But, once the objections are over and the money is to be spent, most Americans have no clue about where it goes and who wins in the end. I thought this was a good article in the Ames (Iowa) Tribune. It will at least get a person thinking about how the federal dollars are spent and possibly encourage some to take it to the next level and see that it is spent where it is suppose to and for good reasons.
December 11, 2014
By Jake Grovum
Stateline.org
WASHINGTON — Benefits for Americans, (click here) chiefly Social Security, Medicare and Medicaid, dominate the federal spending that gets transferred to states through grants, contracts and other programs.
But among the 50 states and the District of Columbia, there are stark differences in how the billions spent on these and other initiatives are distributed, according to new data compiled by the Pew Charitable Trusts (which also funds Stateline).
A Stateline analysis of the data shows that some states that receive a relatively small share of federal spending in a given category rely on it heavily.
Vermont, for example, is just 45th among the states and the District of Columbia in grant spending received, at $1.88 billion. But that sum represents a fourth of the federal spending it receives overall. Kansas, meanwhile, gets roughly the same dollar amount in grants as Vermont.
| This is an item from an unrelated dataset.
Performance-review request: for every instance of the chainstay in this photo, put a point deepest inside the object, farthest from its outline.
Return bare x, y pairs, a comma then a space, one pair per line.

But that sum is just 8 percent of the state’s federal spending, because of the state’s heavy reliance on retirement benefits, which comprise more than 40 percent of its share of federal spending....
When examining spending and before I raise a fuss I realize the number of people in a state, the size of the state, it's needs as opposed to it's state or local income to it's treasury.
ie:
(CNN) -- The 2013 fertilizer plant blast (click here) that killed 15 people and wounded another 226 in West, Texas, "should never have occurred," the chairman of the U.S. Chemical Safety Board said Tuesday.
Though the board's report says that at least 14 people were killed, the death toll was updated to 15 people in the days after the blast....
Did West Texas have enough of a local treasury to help everyone effected by this disaster? What were the people employed by the company and still alive going to do for an income in the immediate future?
Or.
Does the State of Texas need to pick up the slack and find funds to assist these people?
And if the Texas decides they don't do such things for towns and cities and it is just too bad about the come to the factory explosion, will the federal government take up the disaster and provide funding to improve lives and/or find a better industry for the city of West Texas? The federal dollar usually comes from the US House Representative and/or US Senator (s).